SUPERSTITION. AN ODE (1790)

ANN RADCLIFFE (1764–1823)


High mid Alverna’s awful steeps,
          Eternal shades, and glooms and silence dwell,
Save, when the lonely gale resounding sweeps,
          Sad, solemn strains are faintly heard to swell:

Enthron’d amid the wild impending rocks,
          Involv’d in clouds, and brooding future woe,
The demon Superstition Nature shocks,
          And waves her Sceptre o’er the world below.

Around her throne, amid the mingling glooms,
          Wild – hideous forms are slowly seen to glide;
She bids them fly to shade earth’s brightest blooms,
          And spread the blast of Desolation wide.

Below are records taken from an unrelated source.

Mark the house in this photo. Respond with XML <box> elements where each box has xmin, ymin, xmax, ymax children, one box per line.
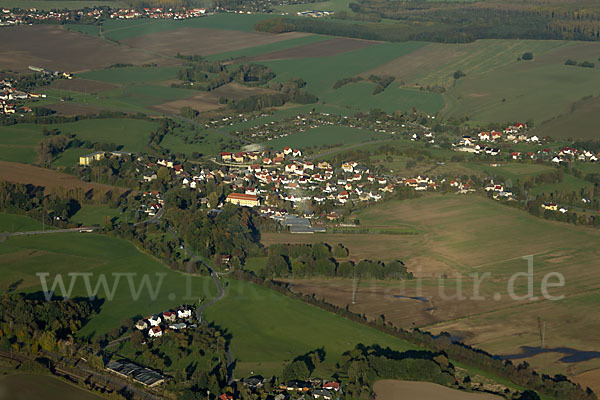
<box><xmin>148</xmin><ymin>326</ymin><xmax>162</xmax><ymax>337</ymax></box>
<box><xmin>312</xmin><ymin>390</ymin><xmax>333</xmax><ymax>400</ymax></box>
<box><xmin>225</xmin><ymin>193</ymin><xmax>260</xmax><ymax>207</ymax></box>
<box><xmin>163</xmin><ymin>311</ymin><xmax>177</xmax><ymax>322</ymax></box>
<box><xmin>135</xmin><ymin>319</ymin><xmax>148</xmax><ymax>331</ymax></box>
<box><xmin>323</xmin><ymin>382</ymin><xmax>340</xmax><ymax>392</ymax></box>
<box><xmin>79</xmin><ymin>151</ymin><xmax>104</xmax><ymax>165</ymax></box>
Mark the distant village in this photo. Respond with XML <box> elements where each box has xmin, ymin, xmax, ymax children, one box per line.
<box><xmin>0</xmin><ymin>7</ymin><xmax>207</xmax><ymax>26</ymax></box>
<box><xmin>0</xmin><ymin>79</ymin><xmax>46</xmax><ymax>115</ymax></box>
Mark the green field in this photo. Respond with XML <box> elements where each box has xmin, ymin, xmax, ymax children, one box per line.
<box><xmin>322</xmin><ymin>82</ymin><xmax>445</xmax><ymax>114</ymax></box>
<box><xmin>261</xmin><ymin>42</ymin><xmax>426</xmax><ymax>98</ymax></box>
<box><xmin>206</xmin><ymin>280</ymin><xmax>415</xmax><ymax>376</ymax></box>
<box><xmin>263</xmin><ymin>126</ymin><xmax>393</xmax><ymax>149</ymax></box>
<box><xmin>77</xmin><ymin>67</ymin><xmax>180</xmax><ymax>84</ymax></box>
<box><xmin>103</xmin><ymin>14</ymin><xmax>272</xmax><ymax>41</ymax></box>
<box><xmin>443</xmin><ymin>42</ymin><xmax>600</xmax><ymax>124</ymax></box>
<box><xmin>71</xmin><ymin>205</ymin><xmax>125</xmax><ymax>226</ymax></box>
<box><xmin>532</xmin><ymin>97</ymin><xmax>600</xmax><ymax>140</ymax></box>
<box><xmin>0</xmin><ymin>213</ymin><xmax>46</xmax><ymax>232</ymax></box>
<box><xmin>0</xmin><ymin>373</ymin><xmax>104</xmax><ymax>400</ymax></box>
<box><xmin>206</xmin><ymin>35</ymin><xmax>331</xmax><ymax>61</ymax></box>
<box><xmin>0</xmin><ymin>217</ymin><xmax>420</xmax><ymax>373</ymax></box>
<box><xmin>28</xmin><ymin>118</ymin><xmax>158</xmax><ymax>154</ymax></box>
<box><xmin>0</xmin><ymin>233</ymin><xmax>214</xmax><ymax>336</ymax></box>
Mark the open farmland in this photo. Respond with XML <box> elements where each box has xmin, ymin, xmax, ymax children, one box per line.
<box><xmin>0</xmin><ymin>25</ymin><xmax>160</xmax><ymax>72</ymax></box>
<box><xmin>532</xmin><ymin>97</ymin><xmax>600</xmax><ymax>140</ymax></box>
<box><xmin>373</xmin><ymin>380</ymin><xmax>502</xmax><ymax>400</ymax></box>
<box><xmin>77</xmin><ymin>66</ymin><xmax>180</xmax><ymax>85</ymax></box>
<box><xmin>0</xmin><ymin>118</ymin><xmax>158</xmax><ymax>159</ymax></box>
<box><xmin>120</xmin><ymin>28</ymin><xmax>306</xmax><ymax>56</ymax></box>
<box><xmin>263</xmin><ymin>195</ymin><xmax>600</xmax><ymax>375</ymax></box>
<box><xmin>250</xmin><ymin>38</ymin><xmax>381</xmax><ymax>61</ymax></box>
<box><xmin>363</xmin><ymin>40</ymin><xmax>566</xmax><ymax>86</ymax></box>
<box><xmin>206</xmin><ymin>35</ymin><xmax>330</xmax><ymax>61</ymax></box>
<box><xmin>443</xmin><ymin>42</ymin><xmax>600</xmax><ymax>123</ymax></box>
<box><xmin>0</xmin><ymin>374</ymin><xmax>103</xmax><ymax>400</ymax></box>
<box><xmin>0</xmin><ymin>161</ymin><xmax>125</xmax><ymax>193</ymax></box>
<box><xmin>206</xmin><ymin>274</ymin><xmax>415</xmax><ymax>375</ymax></box>
<box><xmin>50</xmin><ymin>77</ymin><xmax>118</xmax><ymax>94</ymax></box>
<box><xmin>0</xmin><ymin>217</ymin><xmax>415</xmax><ymax>375</ymax></box>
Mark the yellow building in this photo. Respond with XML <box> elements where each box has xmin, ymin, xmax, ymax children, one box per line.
<box><xmin>79</xmin><ymin>151</ymin><xmax>104</xmax><ymax>165</ymax></box>
<box><xmin>225</xmin><ymin>193</ymin><xmax>260</xmax><ymax>207</ymax></box>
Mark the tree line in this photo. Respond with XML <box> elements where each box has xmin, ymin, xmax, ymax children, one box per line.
<box><xmin>234</xmin><ymin>270</ymin><xmax>597</xmax><ymax>400</ymax></box>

See! in the darkened air their fiery course!
          The sweeping ruin settles o’er the land,
Terror leads on their steps with madd’ning force,
          And Death and Vengeance close the ghastly band!

                    Mark the purple streams that flow!
                    Mark the deep empassioned woe!
                    Frantic Fury’s dying groan!
                    Virtue’s sigh, and Sorrow’s moan!

Wide – wide the phantoms swell the loaded air
With shrieks of anguish – madness and despair!
          Cease your ruin! spectres dire!
                    Cease your wild terrific sway!
          Turn your steps – and check your ire,
                    Yield to peace and mourning day!